Este año, designado por la Comisión Europea como el de la educación a través del deporte, formación y actividad física se presentan como dos conceptos más unidos que nunca.

A mí me parece una idea extraordinaria. Por mi experiencia como maestro y como entrenador de baloncesto, durante más de treinta años, gran parte de ese tiempo simultaneando ambas tareas, tengo el convencimiento de que los jóvenes que dedican parte de su horario diario a una actividad deportiva seria, mucho mejor cuanto más organizada esté, son capaces de consolidar valores de gran trascendencia para la persona de una manera mucho más firme, consistente y definitiva.
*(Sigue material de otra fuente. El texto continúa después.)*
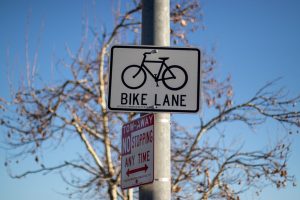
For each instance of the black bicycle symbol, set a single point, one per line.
(173, 77)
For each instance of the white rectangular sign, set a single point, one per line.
(137, 164)
(154, 79)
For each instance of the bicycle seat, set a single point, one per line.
(163, 58)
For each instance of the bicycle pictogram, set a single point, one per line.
(173, 77)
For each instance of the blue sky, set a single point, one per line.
(256, 41)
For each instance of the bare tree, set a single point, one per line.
(76, 107)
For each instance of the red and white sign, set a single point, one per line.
(137, 165)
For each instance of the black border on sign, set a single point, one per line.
(154, 110)
(149, 182)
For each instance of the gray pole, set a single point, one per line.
(156, 31)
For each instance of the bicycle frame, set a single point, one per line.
(154, 76)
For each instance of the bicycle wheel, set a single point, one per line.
(133, 77)
(174, 77)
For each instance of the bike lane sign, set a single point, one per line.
(137, 163)
(154, 79)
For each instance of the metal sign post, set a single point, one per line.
(156, 31)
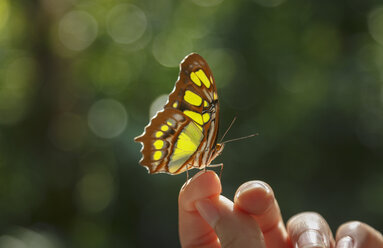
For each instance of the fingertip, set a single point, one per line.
(254, 197)
(204, 184)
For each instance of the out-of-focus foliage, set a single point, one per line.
(78, 78)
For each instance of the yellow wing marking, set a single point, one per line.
(195, 79)
(157, 155)
(186, 145)
(203, 78)
(192, 98)
(164, 128)
(158, 134)
(206, 117)
(158, 144)
(194, 116)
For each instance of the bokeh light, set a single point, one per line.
(157, 105)
(126, 23)
(169, 48)
(80, 79)
(77, 30)
(107, 118)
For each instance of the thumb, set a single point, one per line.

Responsabilidad, lealtad, esfuerzo, colaboración, respeto a las reglas, preparación, sentido del compañerismo e, incluso, ese necesario grado de competitividad para moverse en la realidad laboral del siglo XXI, son ingredientes diarios en el mundo de la competición deportiva, tanto en modalidades individuales como colectivas.

Sinceramente, no conozco mejor escuela para la vida que un equipo de baloncesto; a veces, incluso, sin hacer las cosas muy bien.

A menudo, nos quejamos de la falta de motivación de nuestros jóvenes. Parece como si nada les interesara, algunos se pasan el día tumbados o frente al televisor, sin mostrar especial interés por casi nada.

El deporte es el mejor antídoto contra la desgana. Conozco muchos niños impacientes toda la tarde hasta que llega la hora del entrenamiento. Muchos padres me han comentado los problemas de sus hijos para conciliar el sueño la noche antes de un partido, y no precisamente por el miedo, sino más bien por la ilusión.

La hipermotivación de un adolescente por una actividad con una carga educativa tan notable como el deporte es un auténtico mirlo blanco, desaprovecharlo sería, además de un error imperdonable, una enorme estupidez.